The transformation also received an upgrade with the possibility to
create your own commands for doing transformation. 
The commands can be created in extensions and added to the system with
INI configuration which can be found in the *transform.ini* file under
the group *Extensions* and variable *Commands*.

To create a command follow these steps:

Step 1.
^^^^^^^

Create a new class (e.g. *MyReverse*) and place it in your extension, e.g. *extension/myextension/transformation/myreverse.php*.
This class must have a static method called *executeCommand* which takes three parameters, *$text*, *$command* and *$charsetName*.

- $text - The input text to transform.
- $command - The name of the command to execute, this can be used to keep multiple commands in one function.
- $charsetName - The name of the charset in use for $text, usually not needed.

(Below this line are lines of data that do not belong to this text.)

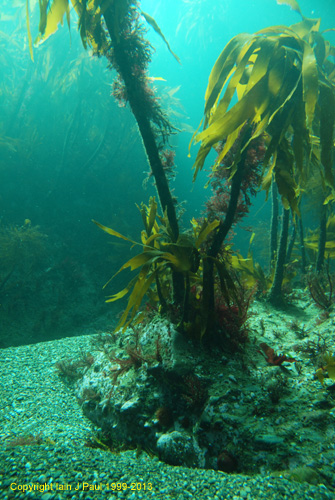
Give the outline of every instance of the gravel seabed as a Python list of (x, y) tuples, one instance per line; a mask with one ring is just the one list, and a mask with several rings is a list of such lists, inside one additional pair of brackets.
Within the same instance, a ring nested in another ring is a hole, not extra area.
[[(0, 499), (158, 498), (334, 500), (325, 486), (280, 477), (172, 467), (135, 451), (114, 454), (85, 442), (94, 426), (55, 363), (90, 350), (90, 336), (0, 351)], [(40, 445), (13, 441), (40, 434)], [(118, 490), (121, 488), (121, 490)]]

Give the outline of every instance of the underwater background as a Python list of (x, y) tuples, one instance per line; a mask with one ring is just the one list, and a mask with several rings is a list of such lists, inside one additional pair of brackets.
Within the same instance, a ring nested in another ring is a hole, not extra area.
[(0, 499), (334, 499), (334, 1), (67, 5), (0, 8)]
[[(198, 127), (210, 70), (236, 34), (299, 21), (273, 0), (144, 0), (181, 65), (148, 26), (156, 51), (149, 67), (160, 104), (180, 131), (170, 139), (177, 165), (172, 188), (185, 210), (183, 225), (200, 217), (206, 172), (192, 183)], [(332, 0), (301, 2), (307, 17), (332, 27)], [(31, 5), (33, 38), (38, 4)], [(35, 30), (35, 32), (34, 32)], [(129, 245), (111, 239), (98, 220), (135, 238), (136, 208), (155, 194), (135, 120), (111, 96), (115, 71), (85, 51), (74, 18), (29, 56), (25, 2), (3, 0), (0, 11), (0, 322), (1, 345), (19, 345), (115, 326), (124, 304), (105, 296), (127, 283), (117, 276)], [(335, 34), (327, 33), (334, 43)], [(214, 158), (214, 155), (213, 155)], [(313, 212), (309, 227), (313, 229)], [(234, 249), (246, 256), (255, 231), (254, 257), (268, 264), (270, 203), (264, 192), (235, 229)], [(317, 223), (317, 217), (316, 221)], [(248, 229), (247, 231), (245, 230)]]

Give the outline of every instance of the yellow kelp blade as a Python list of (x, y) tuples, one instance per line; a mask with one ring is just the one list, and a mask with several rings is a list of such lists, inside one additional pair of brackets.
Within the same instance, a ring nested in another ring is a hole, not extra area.
[(117, 231), (114, 231), (114, 229), (111, 229), (110, 227), (104, 226), (103, 224), (100, 224), (100, 222), (97, 222), (96, 220), (92, 219), (92, 222), (96, 224), (100, 229), (105, 231), (105, 233), (111, 234), (112, 236), (116, 236), (117, 238), (121, 238), (125, 241), (129, 241), (130, 243), (133, 243), (133, 245), (140, 245), (137, 241), (131, 240), (130, 238), (127, 238), (127, 236), (123, 236), (123, 234), (118, 233)]
[(177, 62), (179, 62), (179, 64), (181, 64), (180, 62), (180, 59), (179, 57), (177, 56), (177, 54), (175, 54), (172, 50), (171, 50), (171, 47), (169, 45), (169, 42), (167, 41), (167, 39), (165, 38), (165, 36), (163, 35), (162, 33), (162, 30), (160, 29), (160, 27), (158, 26), (157, 22), (155, 21), (155, 19), (151, 16), (149, 16), (149, 14), (147, 14), (146, 12), (143, 12), (143, 10), (141, 10), (141, 14), (142, 16), (144, 17), (144, 19), (147, 21), (148, 24), (150, 24), (150, 26), (156, 31), (156, 33), (164, 40), (164, 42), (166, 43), (166, 46), (168, 48), (168, 50), (171, 52), (171, 54), (173, 55), (173, 57), (176, 59)]
[[(144, 295), (150, 288), (151, 284), (153, 283), (156, 273), (151, 274), (149, 277), (147, 277), (149, 273), (149, 268), (147, 266), (143, 267), (141, 272), (138, 275), (137, 281), (134, 285), (133, 291), (129, 297), (127, 307), (122, 314), (120, 321), (118, 325), (115, 328), (115, 331), (120, 330), (120, 328), (123, 329), (123, 331), (127, 328), (127, 326), (130, 325), (132, 320), (134, 319), (138, 308), (141, 305), (141, 302), (143, 300)], [(131, 312), (130, 318), (127, 321), (128, 315)]]
[(27, 19), (27, 34), (28, 34), (28, 45), (29, 45), (30, 58), (34, 62), (33, 39), (31, 37), (30, 21), (29, 21), (29, 0), (26, 1), (26, 19)]
[(302, 12), (300, 10), (300, 7), (299, 7), (299, 4), (297, 2), (297, 0), (277, 0), (277, 4), (278, 5), (289, 5), (291, 7), (292, 10), (295, 10), (296, 12), (298, 12), (301, 17), (303, 18), (304, 16), (302, 15)]
[[(42, 2), (40, 2), (41, 7)], [(35, 40), (35, 45), (40, 45), (53, 35), (58, 29), (58, 25), (63, 25), (64, 14), (70, 31), (70, 8), (68, 0), (53, 0), (51, 7), (46, 14), (45, 2), (43, 2), (43, 11), (41, 12), (40, 34)], [(45, 19), (46, 15), (46, 19)]]
[(227, 138), (241, 124), (247, 121), (252, 123), (260, 118), (259, 113), (267, 92), (268, 78), (263, 76), (228, 112), (221, 113), (221, 103), (219, 104), (209, 127), (200, 132), (195, 138), (195, 142), (202, 141), (202, 143), (193, 167), (195, 169), (193, 179), (196, 178), (198, 171), (202, 169), (212, 146)]
[(314, 50), (307, 42), (304, 43), (302, 83), (307, 127), (312, 130), (314, 111), (319, 94), (319, 74)]
[[(115, 293), (114, 295), (110, 295), (109, 298), (106, 300), (106, 302), (115, 302), (116, 300), (122, 299), (125, 295), (127, 295), (127, 293), (129, 292), (129, 290), (131, 290), (133, 288), (133, 286), (135, 285), (135, 283), (137, 281), (137, 278), (138, 278), (138, 276), (135, 276), (135, 278), (133, 278), (128, 283), (128, 285), (125, 288), (123, 288), (123, 290), (121, 290), (120, 292)], [(106, 283), (106, 285), (107, 285), (107, 283)], [(104, 286), (104, 288), (105, 288), (105, 286)]]
[(220, 224), (219, 219), (215, 219), (213, 222), (210, 224), (206, 220), (204, 224), (202, 225), (200, 232), (197, 236), (197, 239), (195, 240), (195, 248), (198, 249), (202, 245), (202, 243), (206, 240), (207, 236), (214, 231)]
[(213, 69), (209, 75), (208, 85), (205, 93), (205, 116), (207, 116), (212, 107), (217, 102), (222, 88), (233, 69), (236, 59), (242, 47), (250, 42), (252, 35), (242, 33), (235, 36), (225, 46), (218, 59), (216, 60)]

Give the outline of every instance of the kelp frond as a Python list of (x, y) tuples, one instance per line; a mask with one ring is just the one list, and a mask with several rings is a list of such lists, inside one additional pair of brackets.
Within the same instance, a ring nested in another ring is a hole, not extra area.
[[(107, 302), (114, 302), (130, 293), (127, 307), (121, 316), (116, 331), (121, 328), (124, 330), (130, 325), (140, 308), (144, 296), (150, 293), (150, 289), (154, 284), (157, 286), (157, 293), (162, 296), (162, 284), (169, 282), (172, 272), (189, 276), (196, 273), (200, 265), (200, 254), (192, 239), (181, 235), (176, 243), (173, 242), (173, 235), (166, 214), (160, 217), (157, 214), (155, 197), (150, 198), (149, 206), (142, 203), (138, 209), (145, 228), (141, 233), (141, 242), (134, 241), (114, 231), (114, 229), (93, 221), (106, 233), (128, 241), (133, 246), (142, 249), (139, 254), (123, 264), (105, 285), (107, 286), (124, 269), (130, 268), (131, 271), (139, 269), (138, 274), (123, 290), (107, 299)], [(207, 231), (205, 225), (204, 229), (199, 232), (199, 236), (202, 234), (204, 237), (204, 231), (206, 235), (209, 234), (210, 230), (213, 230), (216, 225), (212, 223)], [(199, 245), (201, 238), (197, 238), (196, 241)]]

The full code would look something like::

  class MyReverse
  {
      function executeCommand( $text, $command, $charsetName )
      {
          $text = strrev( $text );
          return $text;
      }
  }

Step 2.
^^^^^^^

Register the PHP code in the *transform.ini* INI file, it needs an entry in the *Extensions* group under the variable *Commands*, this expects the path to the PHP file and the class name (separated by a colon).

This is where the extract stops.